Kamis, 2 Oktober 2025

Potret Kehidupan Warga di Perbatasan Timor Leste

Bendera merah-putih berkibar di Dusun Uspisera, Desa Ustutun, Kecamatan Wetar Barat, Kabupaten Maluku Barat Daya

Penulis: Glery Lazuardi
Editor: Sanusi

TRIBUNNEWS.COM, WETAR BARAT - Bendera merah-putih berkibar di Dusun Uspisera, Desa Ustutun, Kecamatan Wetar Barat, Kabupaten Maluku Barat Daya, Provinsi Maluku pada Rabu (20/9/2017).

Berkibarnya bendera pusaka itu menandakan salah satu wilayah di Pulau Lirang itu masih bagian dari Indonesia.

Pulau seluas 23,62 km persegi itu merupakan pulau terluar dari Indonesia. Meskipun terpisah lautan, wilayah itu berhadapan langsung dengan Pulau Atauro yang merupakan bagian dari Negara Timor Leste. Di batas jalan terakhir Pulau Lirang, terdapat posko perbatasan yang dijaga satuan penugasan pulau terluar dari TNI.

Dusun Uspisera berada di tempat terpencil. Untuk sampai ke tempat tertua dan terujung di pulau itu, dapat ditempuh melalui jalur darat ataupun laut. Jalur darat dilalui dengan cara berjalan kaki di bibir pantai yang menempuh jarak 4 km.

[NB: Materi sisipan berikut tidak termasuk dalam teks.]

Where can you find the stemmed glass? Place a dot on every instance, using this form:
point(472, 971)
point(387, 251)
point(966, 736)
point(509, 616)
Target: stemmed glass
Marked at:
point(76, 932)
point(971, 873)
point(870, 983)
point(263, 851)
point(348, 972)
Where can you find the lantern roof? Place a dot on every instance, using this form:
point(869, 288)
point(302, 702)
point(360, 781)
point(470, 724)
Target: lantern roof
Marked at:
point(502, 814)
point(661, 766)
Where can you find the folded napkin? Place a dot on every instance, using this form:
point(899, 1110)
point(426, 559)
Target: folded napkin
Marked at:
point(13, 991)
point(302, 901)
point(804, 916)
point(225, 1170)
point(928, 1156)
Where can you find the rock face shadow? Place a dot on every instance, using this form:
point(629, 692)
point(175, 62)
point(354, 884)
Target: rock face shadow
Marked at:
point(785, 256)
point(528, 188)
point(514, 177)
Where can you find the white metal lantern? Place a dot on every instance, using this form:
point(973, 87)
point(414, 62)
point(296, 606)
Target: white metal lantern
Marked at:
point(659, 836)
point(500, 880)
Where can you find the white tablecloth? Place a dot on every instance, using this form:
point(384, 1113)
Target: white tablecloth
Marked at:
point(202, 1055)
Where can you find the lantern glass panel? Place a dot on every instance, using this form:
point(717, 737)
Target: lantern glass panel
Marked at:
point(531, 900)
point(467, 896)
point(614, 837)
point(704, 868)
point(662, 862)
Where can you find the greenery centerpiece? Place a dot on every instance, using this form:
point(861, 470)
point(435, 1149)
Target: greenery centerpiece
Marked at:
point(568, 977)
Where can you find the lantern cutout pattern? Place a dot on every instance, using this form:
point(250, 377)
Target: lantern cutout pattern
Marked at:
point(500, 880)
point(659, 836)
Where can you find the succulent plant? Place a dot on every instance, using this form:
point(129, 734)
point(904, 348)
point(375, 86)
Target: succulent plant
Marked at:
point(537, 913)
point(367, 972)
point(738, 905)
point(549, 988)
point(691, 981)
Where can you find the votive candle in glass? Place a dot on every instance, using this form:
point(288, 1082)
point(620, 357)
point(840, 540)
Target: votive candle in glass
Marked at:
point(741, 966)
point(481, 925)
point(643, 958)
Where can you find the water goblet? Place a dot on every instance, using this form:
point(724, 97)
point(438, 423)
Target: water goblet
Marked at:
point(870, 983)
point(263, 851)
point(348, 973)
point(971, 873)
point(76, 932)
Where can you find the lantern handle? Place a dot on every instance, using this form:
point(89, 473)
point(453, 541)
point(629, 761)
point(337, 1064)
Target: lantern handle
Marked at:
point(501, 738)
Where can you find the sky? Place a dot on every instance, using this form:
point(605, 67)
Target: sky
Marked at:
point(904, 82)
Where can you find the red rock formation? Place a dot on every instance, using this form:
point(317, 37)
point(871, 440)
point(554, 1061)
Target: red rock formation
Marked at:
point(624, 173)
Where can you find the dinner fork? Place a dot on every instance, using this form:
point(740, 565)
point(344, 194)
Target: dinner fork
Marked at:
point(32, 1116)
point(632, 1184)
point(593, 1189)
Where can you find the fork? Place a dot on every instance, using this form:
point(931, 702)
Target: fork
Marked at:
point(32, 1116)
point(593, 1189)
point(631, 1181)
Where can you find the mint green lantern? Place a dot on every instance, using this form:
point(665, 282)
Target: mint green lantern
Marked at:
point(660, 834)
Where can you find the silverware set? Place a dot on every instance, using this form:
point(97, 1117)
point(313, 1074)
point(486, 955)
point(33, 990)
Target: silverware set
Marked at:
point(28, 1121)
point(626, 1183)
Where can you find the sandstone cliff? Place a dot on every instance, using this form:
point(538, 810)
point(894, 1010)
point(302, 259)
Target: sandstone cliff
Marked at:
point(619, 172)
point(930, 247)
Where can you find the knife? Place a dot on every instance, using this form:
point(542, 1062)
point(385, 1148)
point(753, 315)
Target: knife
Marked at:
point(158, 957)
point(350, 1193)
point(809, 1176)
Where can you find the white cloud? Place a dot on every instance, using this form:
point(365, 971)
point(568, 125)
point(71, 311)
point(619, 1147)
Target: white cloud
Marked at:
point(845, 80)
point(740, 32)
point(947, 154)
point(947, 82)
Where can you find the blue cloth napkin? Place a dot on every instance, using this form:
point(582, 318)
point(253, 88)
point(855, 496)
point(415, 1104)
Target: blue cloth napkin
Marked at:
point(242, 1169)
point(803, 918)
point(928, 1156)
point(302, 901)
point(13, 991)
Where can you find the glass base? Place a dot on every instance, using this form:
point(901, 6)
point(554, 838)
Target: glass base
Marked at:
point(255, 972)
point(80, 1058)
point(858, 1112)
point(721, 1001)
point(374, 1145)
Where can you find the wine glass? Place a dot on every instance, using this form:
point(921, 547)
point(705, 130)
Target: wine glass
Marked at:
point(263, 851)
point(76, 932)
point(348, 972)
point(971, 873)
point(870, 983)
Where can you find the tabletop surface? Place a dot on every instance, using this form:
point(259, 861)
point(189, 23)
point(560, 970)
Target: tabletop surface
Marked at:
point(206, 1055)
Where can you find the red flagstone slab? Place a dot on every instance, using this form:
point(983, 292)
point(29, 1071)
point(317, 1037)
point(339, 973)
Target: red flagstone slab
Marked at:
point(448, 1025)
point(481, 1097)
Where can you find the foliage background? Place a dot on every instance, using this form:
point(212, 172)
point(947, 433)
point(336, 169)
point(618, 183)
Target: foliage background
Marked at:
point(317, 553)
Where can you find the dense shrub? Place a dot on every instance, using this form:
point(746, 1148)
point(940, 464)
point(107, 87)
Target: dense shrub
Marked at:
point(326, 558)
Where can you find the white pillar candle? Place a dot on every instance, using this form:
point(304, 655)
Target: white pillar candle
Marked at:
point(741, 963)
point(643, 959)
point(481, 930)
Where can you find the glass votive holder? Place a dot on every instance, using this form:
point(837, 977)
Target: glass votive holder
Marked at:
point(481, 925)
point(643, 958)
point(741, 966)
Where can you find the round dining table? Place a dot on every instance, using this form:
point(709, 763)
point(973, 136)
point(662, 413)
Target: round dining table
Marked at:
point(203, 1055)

Di sisi kiri dapat melihat pemandangan laut lepas. Sedangkan di sisi kanan terdapat bukit-bukit gersang. Sementara jalur laut menggunakan kapal nelayan dapat ditempuh memakan waktu sekitar 15 menit.

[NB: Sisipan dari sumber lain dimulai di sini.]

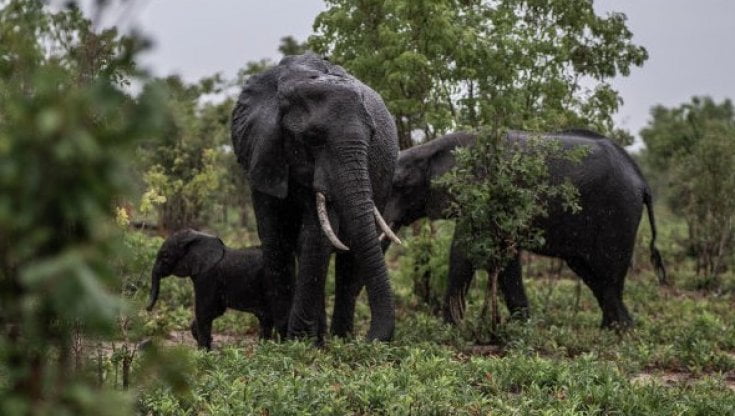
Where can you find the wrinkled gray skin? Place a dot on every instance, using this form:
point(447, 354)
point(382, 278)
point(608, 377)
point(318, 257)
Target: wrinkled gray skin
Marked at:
point(302, 127)
point(223, 278)
point(597, 243)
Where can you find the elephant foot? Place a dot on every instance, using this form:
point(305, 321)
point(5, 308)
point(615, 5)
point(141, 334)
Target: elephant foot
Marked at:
point(520, 314)
point(341, 329)
point(617, 319)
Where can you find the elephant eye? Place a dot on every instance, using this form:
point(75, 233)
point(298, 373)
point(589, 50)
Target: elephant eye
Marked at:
point(314, 136)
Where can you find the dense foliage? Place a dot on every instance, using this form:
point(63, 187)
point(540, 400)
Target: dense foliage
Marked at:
point(441, 65)
point(66, 126)
point(498, 190)
point(693, 147)
point(84, 163)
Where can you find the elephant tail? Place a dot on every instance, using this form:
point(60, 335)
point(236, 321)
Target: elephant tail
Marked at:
point(656, 258)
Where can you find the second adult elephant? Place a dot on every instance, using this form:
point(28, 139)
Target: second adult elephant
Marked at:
point(319, 148)
point(597, 243)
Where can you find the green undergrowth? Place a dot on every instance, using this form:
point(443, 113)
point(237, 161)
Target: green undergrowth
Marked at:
point(679, 359)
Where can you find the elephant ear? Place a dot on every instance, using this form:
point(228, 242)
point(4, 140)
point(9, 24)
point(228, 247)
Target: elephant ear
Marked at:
point(256, 134)
point(199, 253)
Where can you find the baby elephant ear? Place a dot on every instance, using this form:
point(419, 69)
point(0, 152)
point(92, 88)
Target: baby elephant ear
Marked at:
point(200, 253)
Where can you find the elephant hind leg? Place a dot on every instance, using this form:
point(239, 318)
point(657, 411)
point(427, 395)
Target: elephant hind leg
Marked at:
point(606, 284)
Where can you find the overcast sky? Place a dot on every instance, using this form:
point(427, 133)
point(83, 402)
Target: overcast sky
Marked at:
point(691, 43)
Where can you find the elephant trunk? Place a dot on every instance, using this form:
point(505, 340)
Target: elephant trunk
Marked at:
point(356, 208)
point(155, 284)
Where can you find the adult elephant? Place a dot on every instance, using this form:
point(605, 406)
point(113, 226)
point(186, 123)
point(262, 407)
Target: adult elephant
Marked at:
point(319, 148)
point(597, 243)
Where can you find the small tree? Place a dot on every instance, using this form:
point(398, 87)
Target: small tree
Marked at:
point(498, 189)
point(692, 147)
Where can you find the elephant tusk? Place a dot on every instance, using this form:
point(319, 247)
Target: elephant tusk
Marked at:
point(383, 226)
point(321, 209)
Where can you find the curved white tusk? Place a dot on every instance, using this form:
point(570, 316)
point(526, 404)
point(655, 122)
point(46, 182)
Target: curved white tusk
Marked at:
point(321, 209)
point(383, 226)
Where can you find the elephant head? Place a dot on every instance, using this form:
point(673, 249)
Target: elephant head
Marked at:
point(413, 196)
point(306, 123)
point(184, 253)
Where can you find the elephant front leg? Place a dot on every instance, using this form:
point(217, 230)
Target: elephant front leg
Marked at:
point(511, 285)
point(347, 288)
point(203, 329)
point(461, 272)
point(308, 317)
point(266, 326)
point(193, 329)
point(278, 225)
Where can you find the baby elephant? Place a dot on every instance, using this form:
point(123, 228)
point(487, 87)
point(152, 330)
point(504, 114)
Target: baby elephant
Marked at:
point(223, 278)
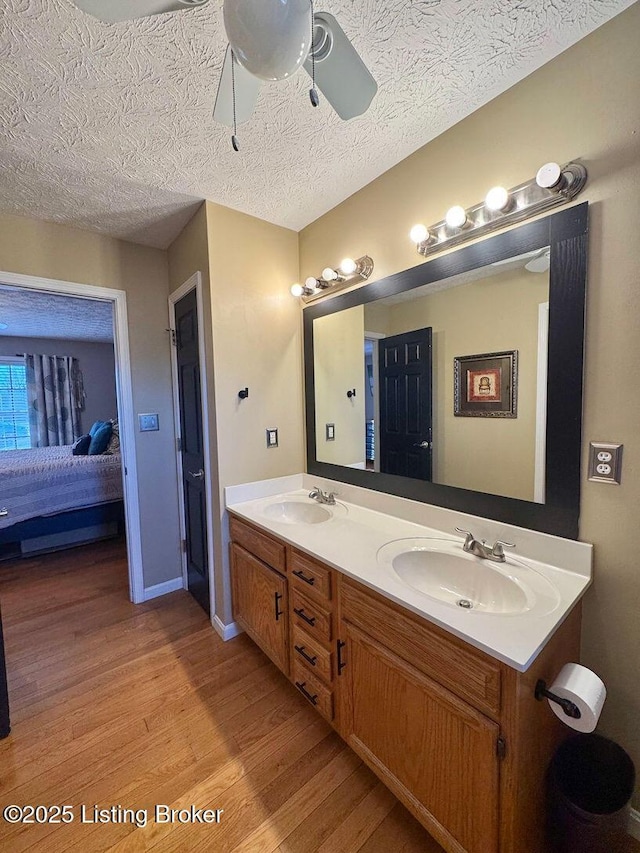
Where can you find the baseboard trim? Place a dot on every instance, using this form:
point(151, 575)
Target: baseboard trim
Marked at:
point(634, 824)
point(227, 632)
point(162, 588)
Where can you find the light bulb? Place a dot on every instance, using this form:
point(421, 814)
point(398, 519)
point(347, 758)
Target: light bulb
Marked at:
point(456, 216)
point(418, 233)
point(329, 274)
point(497, 199)
point(348, 266)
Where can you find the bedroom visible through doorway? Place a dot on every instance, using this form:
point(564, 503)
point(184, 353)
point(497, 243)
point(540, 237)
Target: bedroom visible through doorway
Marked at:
point(67, 455)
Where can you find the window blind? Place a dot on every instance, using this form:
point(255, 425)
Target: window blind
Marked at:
point(14, 417)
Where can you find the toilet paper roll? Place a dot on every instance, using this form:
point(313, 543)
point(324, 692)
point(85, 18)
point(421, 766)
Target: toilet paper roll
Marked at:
point(584, 689)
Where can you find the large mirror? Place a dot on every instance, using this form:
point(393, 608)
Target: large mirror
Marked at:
point(459, 382)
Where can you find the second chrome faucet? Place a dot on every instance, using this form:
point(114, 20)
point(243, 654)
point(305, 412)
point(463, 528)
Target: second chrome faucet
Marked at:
point(481, 549)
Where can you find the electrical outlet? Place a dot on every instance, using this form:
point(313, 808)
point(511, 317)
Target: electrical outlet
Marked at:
point(605, 462)
point(272, 437)
point(148, 423)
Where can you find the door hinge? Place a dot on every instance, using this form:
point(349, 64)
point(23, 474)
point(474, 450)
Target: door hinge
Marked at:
point(501, 748)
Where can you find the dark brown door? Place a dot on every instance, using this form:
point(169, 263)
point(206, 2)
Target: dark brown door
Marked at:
point(405, 404)
point(192, 448)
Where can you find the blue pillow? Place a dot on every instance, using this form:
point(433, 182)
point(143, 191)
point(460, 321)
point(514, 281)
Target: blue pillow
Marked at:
point(80, 447)
point(100, 439)
point(96, 426)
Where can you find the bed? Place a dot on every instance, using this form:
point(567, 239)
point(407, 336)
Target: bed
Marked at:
point(49, 495)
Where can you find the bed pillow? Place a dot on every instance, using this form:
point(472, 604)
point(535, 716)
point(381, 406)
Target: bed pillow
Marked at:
point(95, 427)
point(114, 441)
point(80, 446)
point(100, 439)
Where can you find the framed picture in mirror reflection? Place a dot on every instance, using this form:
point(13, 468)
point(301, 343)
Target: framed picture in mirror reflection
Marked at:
point(486, 385)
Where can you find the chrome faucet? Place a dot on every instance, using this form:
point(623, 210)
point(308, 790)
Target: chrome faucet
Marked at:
point(494, 552)
point(317, 494)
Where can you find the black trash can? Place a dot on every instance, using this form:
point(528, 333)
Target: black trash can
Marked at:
point(591, 780)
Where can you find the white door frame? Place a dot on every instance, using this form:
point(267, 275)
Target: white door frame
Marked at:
point(124, 396)
point(193, 283)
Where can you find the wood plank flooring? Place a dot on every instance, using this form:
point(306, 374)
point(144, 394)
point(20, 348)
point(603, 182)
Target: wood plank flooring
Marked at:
point(116, 705)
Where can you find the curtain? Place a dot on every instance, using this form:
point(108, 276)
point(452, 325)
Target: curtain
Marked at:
point(55, 397)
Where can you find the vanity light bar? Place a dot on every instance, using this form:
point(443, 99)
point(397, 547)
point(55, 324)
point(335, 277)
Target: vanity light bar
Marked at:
point(552, 185)
point(333, 280)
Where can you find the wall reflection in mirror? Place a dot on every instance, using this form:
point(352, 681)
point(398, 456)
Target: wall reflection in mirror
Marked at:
point(398, 353)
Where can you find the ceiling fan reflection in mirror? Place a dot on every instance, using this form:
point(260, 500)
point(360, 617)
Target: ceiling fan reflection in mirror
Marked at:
point(268, 40)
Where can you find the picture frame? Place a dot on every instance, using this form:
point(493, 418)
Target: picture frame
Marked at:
point(486, 385)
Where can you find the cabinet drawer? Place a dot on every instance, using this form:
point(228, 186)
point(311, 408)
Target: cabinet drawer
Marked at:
point(313, 690)
point(311, 577)
point(267, 549)
point(469, 674)
point(311, 617)
point(312, 655)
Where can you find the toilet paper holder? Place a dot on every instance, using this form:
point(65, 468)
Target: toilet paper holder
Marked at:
point(569, 707)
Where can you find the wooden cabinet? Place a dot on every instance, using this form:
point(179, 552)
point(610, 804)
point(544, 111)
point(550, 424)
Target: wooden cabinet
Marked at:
point(457, 735)
point(260, 604)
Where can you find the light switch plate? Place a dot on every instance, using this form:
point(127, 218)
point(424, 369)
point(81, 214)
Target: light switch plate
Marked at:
point(605, 462)
point(272, 437)
point(148, 423)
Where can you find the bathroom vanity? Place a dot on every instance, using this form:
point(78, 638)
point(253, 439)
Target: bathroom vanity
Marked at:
point(437, 699)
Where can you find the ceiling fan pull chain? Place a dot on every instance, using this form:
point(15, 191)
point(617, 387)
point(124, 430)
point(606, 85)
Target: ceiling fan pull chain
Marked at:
point(234, 137)
point(313, 92)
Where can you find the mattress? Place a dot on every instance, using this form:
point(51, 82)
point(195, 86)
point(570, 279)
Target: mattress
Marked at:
point(47, 480)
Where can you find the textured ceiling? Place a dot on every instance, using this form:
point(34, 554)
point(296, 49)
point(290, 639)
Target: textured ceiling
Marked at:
point(32, 314)
point(109, 126)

Sungguh miris apabila melihat kehidupan 25 Kepala Keluarga (KK) yang tinggal di tempat itu. Sebab, mereka masih hidup di bawah garis kemiskinan. Mereka tinggal di rumah sederhana berjarak sekitar 20 meter dari bibir pantai.

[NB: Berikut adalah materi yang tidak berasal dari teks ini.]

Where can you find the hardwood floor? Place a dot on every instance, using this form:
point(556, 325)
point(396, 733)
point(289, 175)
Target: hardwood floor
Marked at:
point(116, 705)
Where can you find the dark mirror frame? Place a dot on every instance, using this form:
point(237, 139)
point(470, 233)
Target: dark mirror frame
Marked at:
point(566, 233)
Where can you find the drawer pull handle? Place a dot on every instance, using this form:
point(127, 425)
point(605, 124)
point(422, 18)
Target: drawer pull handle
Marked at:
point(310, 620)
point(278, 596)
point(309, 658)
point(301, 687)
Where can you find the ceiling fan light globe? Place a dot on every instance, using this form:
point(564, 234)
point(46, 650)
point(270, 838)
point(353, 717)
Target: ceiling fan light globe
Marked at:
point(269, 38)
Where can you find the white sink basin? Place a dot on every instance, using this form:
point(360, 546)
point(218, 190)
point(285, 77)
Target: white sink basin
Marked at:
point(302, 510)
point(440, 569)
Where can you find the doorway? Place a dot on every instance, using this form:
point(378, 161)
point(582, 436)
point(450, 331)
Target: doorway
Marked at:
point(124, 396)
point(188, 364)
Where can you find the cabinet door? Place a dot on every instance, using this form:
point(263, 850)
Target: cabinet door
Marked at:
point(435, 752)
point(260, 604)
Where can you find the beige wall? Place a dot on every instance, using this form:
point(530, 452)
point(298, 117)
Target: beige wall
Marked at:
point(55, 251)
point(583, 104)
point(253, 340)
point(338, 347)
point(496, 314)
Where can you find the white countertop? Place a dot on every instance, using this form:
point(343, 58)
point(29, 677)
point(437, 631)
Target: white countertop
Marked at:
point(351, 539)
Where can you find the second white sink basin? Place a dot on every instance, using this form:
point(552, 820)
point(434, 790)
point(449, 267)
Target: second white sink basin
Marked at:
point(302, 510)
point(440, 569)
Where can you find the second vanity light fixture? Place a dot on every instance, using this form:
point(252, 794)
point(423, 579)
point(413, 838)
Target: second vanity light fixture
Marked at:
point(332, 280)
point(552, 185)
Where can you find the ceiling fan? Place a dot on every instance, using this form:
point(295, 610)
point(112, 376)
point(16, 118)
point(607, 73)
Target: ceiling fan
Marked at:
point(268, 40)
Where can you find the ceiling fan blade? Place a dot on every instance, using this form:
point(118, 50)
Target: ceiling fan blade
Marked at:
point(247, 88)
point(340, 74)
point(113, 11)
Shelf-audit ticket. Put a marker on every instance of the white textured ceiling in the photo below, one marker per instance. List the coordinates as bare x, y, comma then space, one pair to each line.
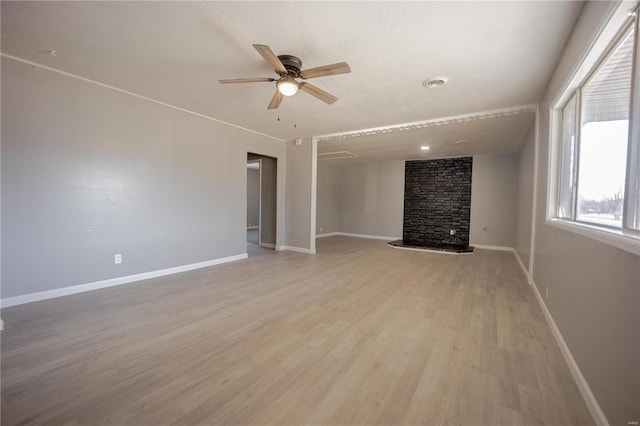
495, 54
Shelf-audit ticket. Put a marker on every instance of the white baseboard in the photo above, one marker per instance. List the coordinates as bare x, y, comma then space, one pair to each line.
524, 269
348, 234
296, 249
65, 291
592, 404
328, 234
486, 247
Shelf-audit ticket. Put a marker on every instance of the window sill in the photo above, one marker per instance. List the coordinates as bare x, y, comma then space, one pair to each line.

Warga sekitar membuat rumah sederhana itu secara bergotong royong. Mereka memisahkan antara kamar tidur, tempat masak, dan ruang keluarga. Rata-rata ruangan itu terbuat dari anyaman bambu, beratapkan daun rumbia, dan berlantaikan pasir pantai. Untuk buang air, warga tidak mempunyai tempat mandi cuci kakus (MCK) sehingga hanya dibuang di belakang rumah.

Salah satu rumah terdiri dari delapan orang tinggal di rumah berukuran sekitar 8X12 meter tersebut. Untuk memisahkan satu ruangan dengan ruangan lainnya hanya ada anyaman bambu. Orang tua maupun anak-anak, hidup dalam kondisi tempat tinggal yang serba kekurangan tersebut.

"Kami di sini tinggal berenam (anak,-red). Anak pertama berumur 17 tahun. Kami sekolah," ujar seorang anak perempuan dari keluarga tersebut, kepada wartawan, Rabu (20/9/2017).

Untuk menghidupi kehidupan sehari-hari, para lelaki dari keluarga itu mencari nafkah menjadi nelayan. Sekitar enam buah perahu berlabuh di bibir pantai yang menggunakan tali diikat ke pohon. Sejumlah jaring-jaring yang digunakan untuk menangkap ikan ditaruh di dekat rumah.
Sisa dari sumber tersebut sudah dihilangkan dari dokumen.